These questions and steps mirror the structured data on this page for better search understanding.

? Frequently Asked Questions

What is docs-tutorial?

ZIO Blocks를 사용한 클라우드 네이티브 애플리케이션에 대한 포괄적인 내용 분석 및 튜토리얼 생성이 필요한 AI 에이전트에게 완벽한 Write a tutorial for newcomers learning a topic in ZIO Blocks. Use when the user asks to write a tutorial or learning guide that teaches concepts step-by-step in a linear path. Tutorials are learning-oriented (for newcomers with no prior knowledge) unlike how-to guides which are task-oriented.

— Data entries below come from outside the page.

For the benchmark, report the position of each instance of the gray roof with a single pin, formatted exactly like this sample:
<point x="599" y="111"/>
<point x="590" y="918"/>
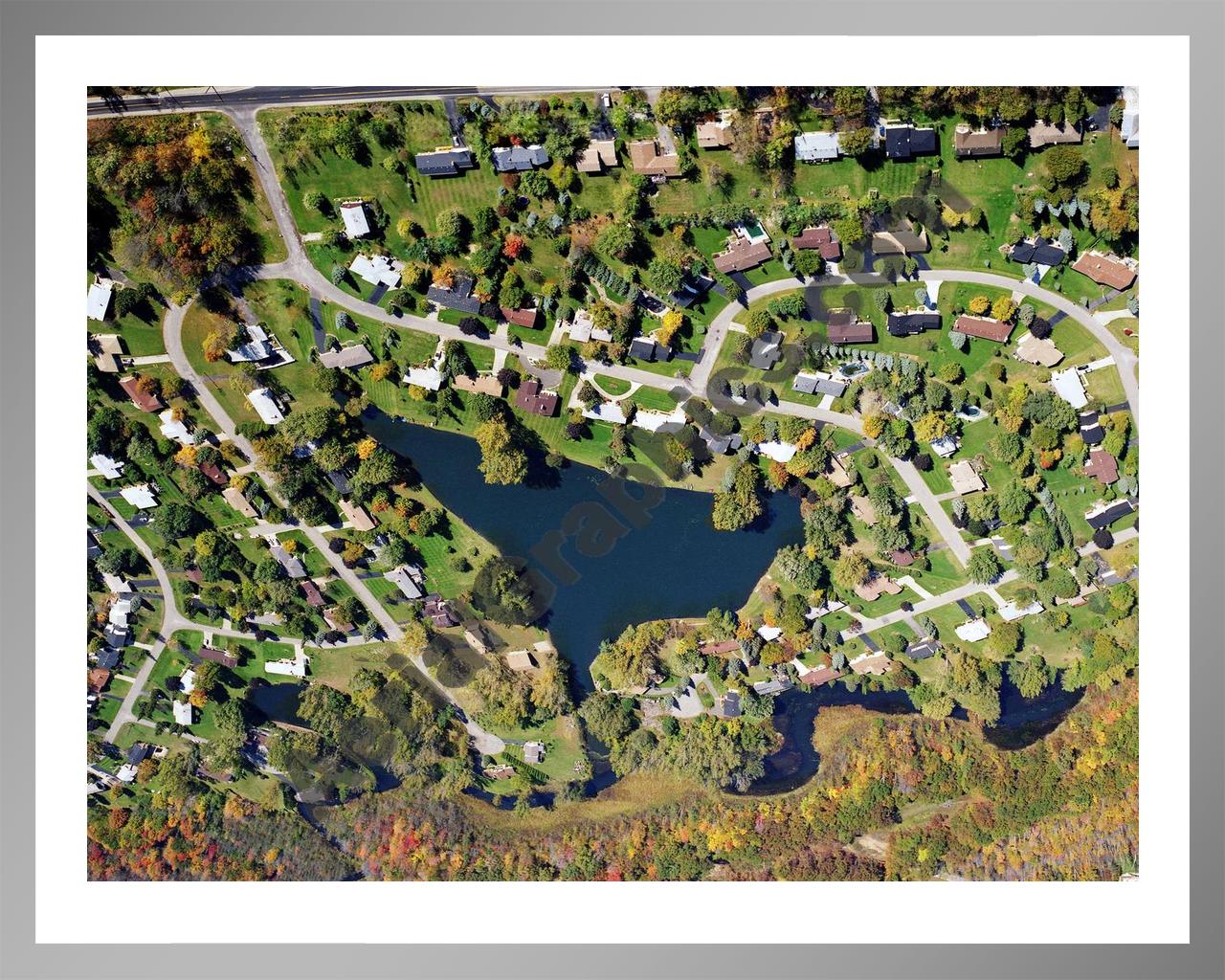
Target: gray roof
<point x="520" y="158"/>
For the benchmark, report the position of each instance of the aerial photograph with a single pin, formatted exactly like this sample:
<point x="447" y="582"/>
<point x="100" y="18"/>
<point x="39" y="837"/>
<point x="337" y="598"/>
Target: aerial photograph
<point x="626" y="484"/>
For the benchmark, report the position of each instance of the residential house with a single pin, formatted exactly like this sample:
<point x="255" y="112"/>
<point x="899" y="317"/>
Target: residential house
<point x="718" y="445"/>
<point x="265" y="406"/>
<point x="971" y="631"/>
<point x="742" y="254"/>
<point x="458" y="296"/>
<point x="983" y="327"/>
<point x="480" y="384"/>
<point x="255" y="348"/>
<point x="291" y="668"/>
<point x="1012" y="612"/>
<point x="354" y="355"/>
<point x="410" y="580"/>
<point x="1070" y="388"/>
<point x="1102" y="467"/>
<point x="234" y="498"/>
<point x="922" y="650"/>
<point x="175" y="429"/>
<point x="903" y="141"/>
<point x="767" y="350"/>
<point x="109" y="468"/>
<point x="355" y="515"/>
<point x="438" y="612"/>
<point x="817" y="383"/>
<point x="377" y="270"/>
<point x="716" y="134"/>
<point x="1034" y="350"/>
<point x="646" y="158"/>
<point x="144" y="401"/>
<point x="845" y="327"/>
<point x="1103" y="515"/>
<point x="898" y="237"/>
<point x="876" y="663"/>
<point x="946" y="446"/>
<point x="970" y="143"/>
<point x="353" y="213"/>
<point x="310" y="591"/>
<point x="1037" y="250"/>
<point x="875" y="587"/>
<point x="515" y="158"/>
<point x="530" y="397"/>
<point x="817" y="147"/>
<point x="906" y="323"/>
<point x="1107" y="268"/>
<point x="1048" y="134"/>
<point x="97" y="301"/>
<point x="1090" y="429"/>
<point x="966" y="478"/>
<point x="140" y="497"/>
<point x="108" y="352"/>
<point x="292" y="565"/>
<point x="521" y="660"/>
<point x="822" y="240"/>
<point x="598" y="157"/>
<point x="524" y="316"/>
<point x="224" y="658"/>
<point x="445" y="161"/>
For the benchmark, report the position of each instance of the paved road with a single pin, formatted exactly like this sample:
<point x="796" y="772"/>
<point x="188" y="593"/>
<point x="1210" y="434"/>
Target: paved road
<point x="262" y="97"/>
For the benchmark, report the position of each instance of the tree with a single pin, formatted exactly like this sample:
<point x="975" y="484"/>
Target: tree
<point x="984" y="567"/>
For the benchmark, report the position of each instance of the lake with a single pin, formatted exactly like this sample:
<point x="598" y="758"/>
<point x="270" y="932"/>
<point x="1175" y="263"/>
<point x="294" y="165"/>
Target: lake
<point x="616" y="552"/>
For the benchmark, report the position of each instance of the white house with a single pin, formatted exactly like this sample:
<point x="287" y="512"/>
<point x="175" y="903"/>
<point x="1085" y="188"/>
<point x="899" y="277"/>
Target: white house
<point x="377" y="270"/>
<point x="266" y="406"/>
<point x="140" y="497"/>
<point x="972" y="630"/>
<point x="781" y="452"/>
<point x="1011" y="612"/>
<point x="109" y="468"/>
<point x="424" y="377"/>
<point x="817" y="147"/>
<point x="99" y="301"/>
<point x="1068" y="386"/>
<point x="296" y="668"/>
<point x="353" y="213"/>
<point x="174" y="429"/>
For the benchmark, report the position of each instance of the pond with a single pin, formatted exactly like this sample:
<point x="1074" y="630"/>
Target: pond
<point x="612" y="552"/>
<point x="616" y="552"/>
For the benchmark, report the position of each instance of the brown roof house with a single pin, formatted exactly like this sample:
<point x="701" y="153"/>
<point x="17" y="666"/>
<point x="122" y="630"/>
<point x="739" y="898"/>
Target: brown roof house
<point x="598" y="157"/>
<point x="646" y="158"/>
<point x="822" y="240"/>
<point x="1045" y="134"/>
<point x="984" y="327"/>
<point x="966" y="478"/>
<point x="845" y="327"/>
<point x="530" y="397"/>
<point x="875" y="587"/>
<point x="1107" y="268"/>
<point x="1102" y="467"/>
<point x="970" y="143"/>
<point x="742" y="254"/>
<point x="144" y="401"/>
<point x="898" y="237"/>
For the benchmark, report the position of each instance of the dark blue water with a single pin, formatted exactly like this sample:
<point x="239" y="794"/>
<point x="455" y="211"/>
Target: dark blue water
<point x="609" y="555"/>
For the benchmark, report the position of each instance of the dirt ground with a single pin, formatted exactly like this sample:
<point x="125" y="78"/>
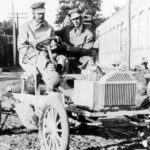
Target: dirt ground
<point x="14" y="136"/>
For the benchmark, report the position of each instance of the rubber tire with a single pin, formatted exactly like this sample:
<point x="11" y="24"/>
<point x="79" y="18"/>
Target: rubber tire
<point x="59" y="108"/>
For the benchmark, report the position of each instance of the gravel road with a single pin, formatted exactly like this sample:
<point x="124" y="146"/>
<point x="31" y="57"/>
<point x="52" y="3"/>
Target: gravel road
<point x="14" y="136"/>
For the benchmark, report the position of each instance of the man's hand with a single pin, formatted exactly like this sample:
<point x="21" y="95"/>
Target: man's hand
<point x="55" y="43"/>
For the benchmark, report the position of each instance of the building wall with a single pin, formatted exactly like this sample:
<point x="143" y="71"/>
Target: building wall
<point x="114" y="35"/>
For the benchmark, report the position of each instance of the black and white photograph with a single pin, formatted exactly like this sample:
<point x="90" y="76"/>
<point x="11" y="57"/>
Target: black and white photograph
<point x="75" y="75"/>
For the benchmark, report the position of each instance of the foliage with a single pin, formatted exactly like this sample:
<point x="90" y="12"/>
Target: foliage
<point x="88" y="7"/>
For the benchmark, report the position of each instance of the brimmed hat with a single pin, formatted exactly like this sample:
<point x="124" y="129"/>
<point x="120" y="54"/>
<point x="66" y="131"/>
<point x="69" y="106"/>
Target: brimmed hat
<point x="38" y="7"/>
<point x="74" y="13"/>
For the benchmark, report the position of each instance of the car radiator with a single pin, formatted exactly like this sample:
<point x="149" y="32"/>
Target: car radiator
<point x="114" y="89"/>
<point x="117" y="88"/>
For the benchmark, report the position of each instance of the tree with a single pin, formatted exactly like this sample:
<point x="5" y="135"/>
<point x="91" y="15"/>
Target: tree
<point x="7" y="27"/>
<point x="88" y="7"/>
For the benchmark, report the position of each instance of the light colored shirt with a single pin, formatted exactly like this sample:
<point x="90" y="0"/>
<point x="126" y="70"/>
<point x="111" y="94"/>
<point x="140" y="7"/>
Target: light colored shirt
<point x="27" y="38"/>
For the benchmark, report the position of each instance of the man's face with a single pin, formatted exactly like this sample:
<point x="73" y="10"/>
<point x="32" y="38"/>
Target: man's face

How do I install docs-tutorial?

Run the command: npx killer-skills add zio/zio-blocks/docs-tutorial. It works with Cursor, Windsurf, VS Code, Claude Code, and 19+ other IDEs.

What are the use cases for docs-tutorial?

Key use cases include: ZIO Blocks 신규 사용자를 위한 포괄적인 튜토리얼 생성, 클라우드 네이티브 애플리케이션을 위한 학습 지향형 콘텐츠 생성, ZIO Blocks를 처음 만나는 개발자를 위한 정신 모델 구축.

Which IDEs are compatible with docs-tutorial?

This skill is compatible with Cursor, Windsurf, VS Code, Trae, Claude Code, OpenClaw, Aider, Codex, OpenCode, Goose, Cline, Roo Code, Kiro, Augment Code, Continue, GitHub Copilot, Sourcegraph Cody, and Amazon Q Developer. Use the Killer-Skills CLI for universal one-command installation.

Are there any limitations for docs-tutorial?

ZIO Blocks 및 클라우드 네이티브 애플리케이션에 대한 이해가 필요. 읽는 사람이 해당 주제에 대한 이전 지식이 없다고 가정. 튜토리얼 생성에 초점을 맞추고 있으며 참조 페이지 또는 사용 방법 가이드가 아님.

How To Install

  1. 1. Open your terminal

    Open the terminal or command line in your project directory.

  2. 2. Run the install command

    Run: npx killer-skills add zio/zio-blocks/docs-tutorial. The CLI will automatically detect your IDE or AI agent and configure the skill.

  3. 3. Start using the skill

    The skill is now active. Your AI agent can use docs-tutorial immediately in the current project.

! Reference-Only Mode

This page remains useful for installation and reference, but Killer-Skills no longer treats it as a primary indexable landing page. Read the review above before relying on the upstream repository instructions.

Imported Repository Instructions

The section below is supporting source material from the upstream repository. Use the Killer-Skills review above as the primary decision layer.

Supporting Evidence

docs-tutorial

Install docs-tutorial, an AI agent skill for AI agent workflows and automation. Works with Claude Code, Cursor, and Windsurf with one-command setup.

SKILL.md
Readonly
Imported Repository Instructions
The section below is supporting source material from the upstream repository. Use the Killer-Skills review above as the primary decision layer.
Supporting Evidence

Write a Tutorial

Write a comprehensive, learning-oriented tutorial for ZIO Blocks newcomers.

Tutorial Topic

$ARGUMENTS

Overview: What Makes a Good Tutorial

A tutorial is learning-oriented — it teaches concepts and builds mental models for newcomers encountering a topic for the first time. It is neither a reference page (which documents an API exhaustively) nor a how-to guide (which helps practitioners accomplish a specific task). A tutorial assumes the reader has no prior knowledge and follows a linear, carefully controlled learning path.

Key properties of a good tutorial:

  • Targets newcomers: The reader is encountering this topic for the first time. Assume nothing.
  • Teaches concepts, not tasks: The goal is understanding, not accomplishing a specific thing yet.
  • Linear path: No branching ("if you need X, do Y instead"). Pick one path and follow it.
  • Minimal, annotated code: Code demonstrates concepts; it is not production-ready. Every code example is annotated line-by-line.
  • Learning objectives stated upfront: The reader knows what they will understand by the end.
  • Intermediate output: After each step, show results so the learner can verify they're on track.
  • Warm, welcoming tone: Use "Welcome", "Let's", "notice that", "try changing X to see Y".
  • Recap at the end: "What You've Learned" restates objectives as completed achievements.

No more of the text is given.